İzmir Körfezi’nde yaşanan çevre felaketi üzerinden İzmir Büyükşehir Belediyesi’ne yüklenen Dervişoğlu, “Türkiye’nin çok önemli meseleleri var. Bunun yansımalarını İzmir’de de görüyoruz. İzmir de Türkiye’nin en sorunlu kentlerinden birine dönüştü. O problemlerin çözümüne dair ciddi önlemlerin olmadığına şahitlik ediyoruz. Ele alınması icap eden temel sorunların ıskalandığını ya da ertelendiğini buna bağlı olarak İzmir’de yaşayanların zor günler yaşadığını gözlemliyoruz. İzmir’de çok ciddi bir problem var. Körfez kokuyor. 25 yıldan beri bu kenti yönetenler bu olumsuzluktan kendilerine pay çıkarmak yerine hala suçlayacak birilerini arıyorlar. Bu kokunu sebebi bellidir. İzmir’de kanalizasyondan arıtmaya giden kirli sular arıtma tesislerinde arıtılmak için gidiyor ancak neredeyse hiç arıtılmadan körfeze deşarj ediliyor. Böyle olunca da otomatik olarak o sulardaki oksijene zarar veren unsurlar Körfez’de balıklara bile yaşam alanı bırakmıyor.
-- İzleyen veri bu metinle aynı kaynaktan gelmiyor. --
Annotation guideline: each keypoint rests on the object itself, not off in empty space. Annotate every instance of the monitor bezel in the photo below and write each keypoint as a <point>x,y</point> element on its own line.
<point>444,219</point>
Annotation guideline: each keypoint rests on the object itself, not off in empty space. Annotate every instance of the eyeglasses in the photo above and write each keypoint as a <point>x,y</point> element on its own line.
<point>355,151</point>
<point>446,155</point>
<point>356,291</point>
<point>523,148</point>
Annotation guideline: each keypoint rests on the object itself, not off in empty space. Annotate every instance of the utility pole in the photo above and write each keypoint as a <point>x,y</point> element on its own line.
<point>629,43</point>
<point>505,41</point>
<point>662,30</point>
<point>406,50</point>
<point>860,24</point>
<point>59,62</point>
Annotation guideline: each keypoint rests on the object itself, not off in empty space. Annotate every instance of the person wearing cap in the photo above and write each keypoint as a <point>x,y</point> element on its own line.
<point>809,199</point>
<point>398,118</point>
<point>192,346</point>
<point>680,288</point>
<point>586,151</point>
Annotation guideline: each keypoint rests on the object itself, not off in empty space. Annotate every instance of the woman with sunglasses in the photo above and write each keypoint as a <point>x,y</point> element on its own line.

Bu sebeple Körfez’de kenti rahatsız eden kötü koku mahallelerimizi yayılıyor. Bu problemin çözülmesi arıtma tesislerinin doğru bir biçimde çalıştırılmamasından geçiyor. Burada eksiklikler varsa o eksikliklerin ihmalinden geçiyor. Bu koku İzmir halkının kaderi değildir, olmamalıdır. Bundan başta İzmir Büyükşehir Belediyesi olmak üzere herkesin üzerine düşen sorumluluğu üstlenmesi gerekiyor. Yalnızca Büyükşehir’in çalışmalarıyla bu olumsuzluk ortadan kaldırılmıyorsa burada merkezi hükmet ile eşgüdüm içerisinde faaliyete ihtiyaç var. İzmir halkının şikayetini doğru bir biçimde dile getirmesi, İzmir’i yönetenlerin de bu sorunu çözmesi lazım” ifadelerine yer verdi.
“SABOTAJ YOK”
İzmir’de meydana gelen orman yangınlarına dikkat çeken Dervişoğlu, “Bir yıl içerisinde İzmir’de 400’e yakın yangın gerçekleşti. Yangınlara ne kadar erken müdahale ediliyor olsa bile yangınların yarattığı tahribatı kısa zamanda ortadan kaldıramayız. Yapılan araştırmaya göre yangınlar ormanların dışında başlayıp ormanalar sirayet ediyor. Ve yine yapılan araştırmalara göre sabotaj yoktur ve tamamen duyarsızlıktan kaynaklanan yangınlardır. İzmir halkının çevre duyarlılığına sahip bir halk olduğuna inanıyorum. Körfezine, sokak hayvanlarına, çevresine ormanlarına sahip çıkacağına güveniyorum” diye konuştu.